48052ea10 AR: bound SUDPH handshake queue + tighten timeout + fix Accept Fatal — the address resolver’s SUDPH handshake goroutine pool was unbounded, allowing a flood of handshake requests to exhaust memory. Bounded to 64 concurrent handshakes with a 10-second timeout. Also fixed a log.Fatal in Accept that would crash the entire AR on a single bad connection.

Skywire: Yamux Stream Leak Fix

711d0bc18 Fix dmsg-server yamux stream leak in forwardRequest / bridgeStream — the DMSG server’s stream forwarding logic had a leak where the second stream in a bridge pair wasn’t being closed when the first stream errored.

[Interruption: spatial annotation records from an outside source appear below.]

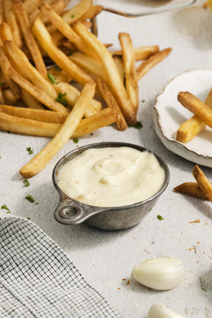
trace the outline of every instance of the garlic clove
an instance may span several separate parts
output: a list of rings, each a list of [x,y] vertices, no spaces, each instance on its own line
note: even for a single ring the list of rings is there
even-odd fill
[[[182,262],[172,257],[147,259],[133,267],[135,279],[147,287],[167,290],[176,287],[183,275]]]
[[[165,305],[156,302],[150,308],[147,318],[184,318],[174,312]]]

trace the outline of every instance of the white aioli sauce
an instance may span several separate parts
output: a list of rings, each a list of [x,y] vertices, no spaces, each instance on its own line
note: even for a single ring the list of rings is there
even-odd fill
[[[58,184],[71,197],[96,206],[142,201],[161,189],[165,173],[154,155],[129,147],[88,149],[65,165]]]

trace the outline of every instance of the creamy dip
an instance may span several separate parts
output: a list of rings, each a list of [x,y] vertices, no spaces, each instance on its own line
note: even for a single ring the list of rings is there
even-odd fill
[[[88,149],[61,169],[58,184],[69,196],[97,206],[142,201],[161,189],[165,172],[156,157],[129,147]]]

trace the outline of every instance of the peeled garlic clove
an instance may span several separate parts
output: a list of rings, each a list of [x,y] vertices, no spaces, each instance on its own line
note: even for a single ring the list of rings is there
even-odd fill
[[[165,305],[156,302],[149,310],[147,318],[184,318],[171,310]]]
[[[183,275],[183,264],[171,257],[147,259],[133,269],[132,276],[147,287],[157,290],[171,289],[177,286]]]

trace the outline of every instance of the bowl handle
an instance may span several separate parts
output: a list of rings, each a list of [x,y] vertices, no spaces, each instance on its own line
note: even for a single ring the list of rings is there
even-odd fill
[[[64,224],[79,224],[92,215],[105,211],[108,208],[88,205],[71,199],[60,201],[54,211],[57,221]]]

Over days of operation, this accumulated thousands of leaked yamux streams, eventually exhausting the server’s file descriptor limit. This was one of the most impactful production bugs fixed this cycle.

5f53672b0 Fix dmsg-discovery overload: short-circuit redundant entry updates — visors were re-posting their DMSG discovery entry on every session change (connect, disconnect, reconnect), even when the entry hadn’t actually changed. A single server restart could trigger thousands of redundant updates. Now compares the entry before posting and skips if unchanged.

Skywire: New DMSG CLI Commands

333e6a784 Add dmsg sessions CLI — shows all active DMSG sessions for a visor with per-session details (server PK, remote PK, stream count, uptime, bytes transferred). Essential for debugging connectivity.

3c629c534 Add dmsg connect-all — forces the visor to establish sessions with all configured DMSG servers immediately, rather than waiting for on-demand connection. Useful for ensuring full mesh connectivity before running diagnostics.

6c1770d6b Relax DialStream per-phase cap — previously limited to 2 servers per phase (from the port leak fixes on April 9). Now tries all existing sessions in phase 1, since the port leak root cause was fixed.

3f23a746d CLI fetch chain: rewrite http->dmsg for RPC step — the CLI’s service health and config fetch now automatically tries DMSG transport first, falling back to HTTP. Ephemeral DMSG clients are created quietly without log spam.